Although some assets now appear cheap, nobody wants to catch a falling knife. Morgan Stanley’s John Mack said he was keeping his powder dry. Another Wall Street titan was even blunter in private: he is still looking to cut leverage.
No wonder banks and brokers seem to be falling over themselves to tap central bank lending facilities on both sides of the Atlantic and that the spread between interbank interest rates and base rates is still exceptionally high.
Now look at the real economy. Most observers think the US is already in a recession and Europe is slowing rapidly. But financial pain from higher unemployment and an increase in bankruptcies has yet to be felt. Much of the focus point, again, will be housing—albeit no longer loans that started out as subprime.
House prices have already fallen sharply in the US and started to drop in other markets such as the UK. But they could drop a lot more. The sharp rise in defaults in the last few months presages a 14% further decline of average house prices, according a Goldman Sachs analysis of historical patterns.

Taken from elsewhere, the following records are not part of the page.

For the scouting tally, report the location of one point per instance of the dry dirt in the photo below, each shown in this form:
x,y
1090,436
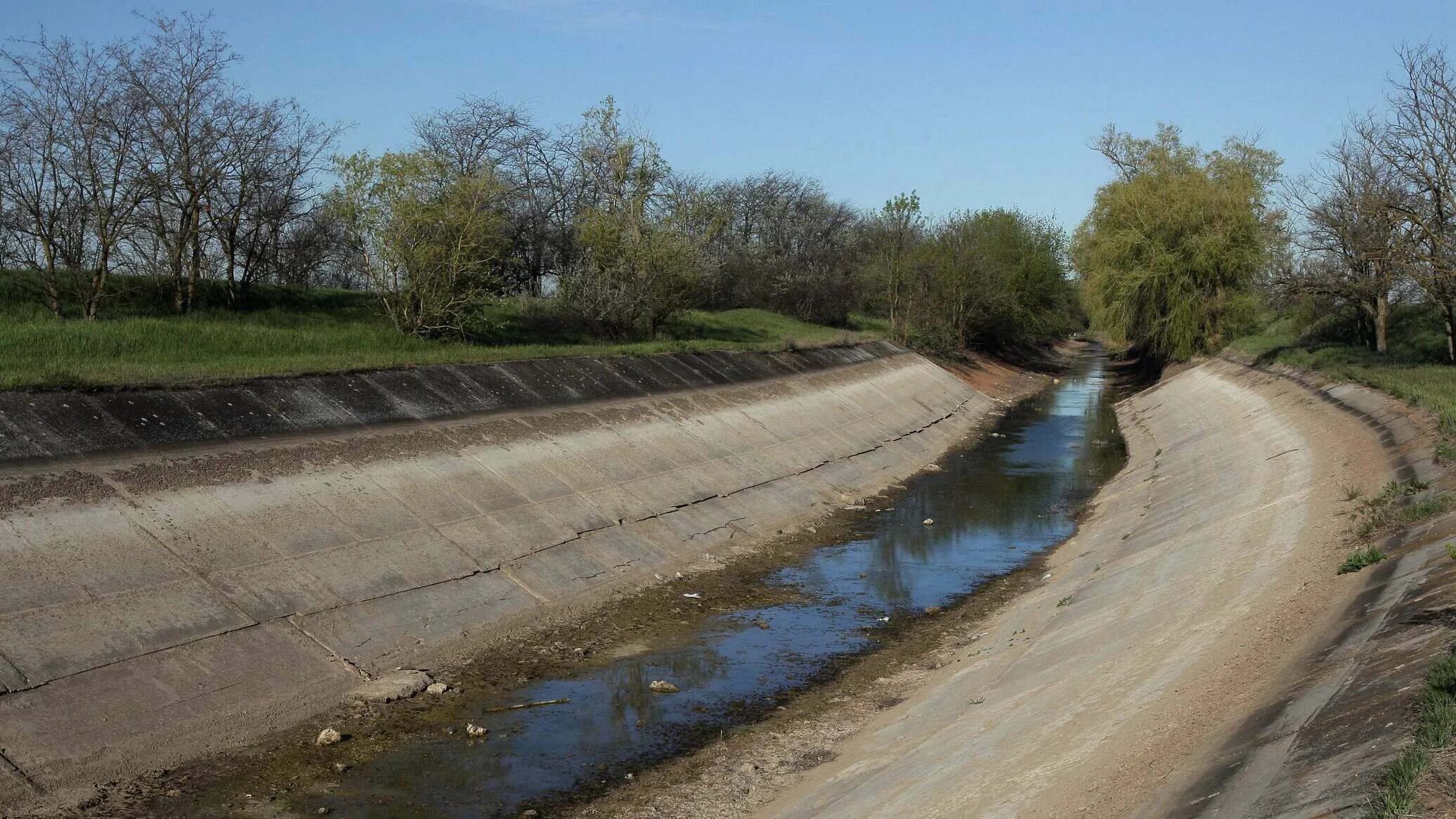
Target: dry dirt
x,y
267,777
1202,579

Further falls in house prices will cause consumers to tighten their belts, creating a further drag on the economy. That, in turn, will provoke a new rash of loan losses for banks. And, they may not be well placed to take more pain.
Would the losses be enough to provoke a new chapter in the banking crisis?
The central bankers converging on Washington this weekend will certainly hope not. But they should also realize that they, especially the Fed, have exhausted a lot of their firepower by slashing rates and spraying liquidity into the markets inrecent months.
The authorities should use the current breathing space to redouble pressure on banks to raise more capital. That way,if another tsunami hits, there’s less risk of everybody being swept away.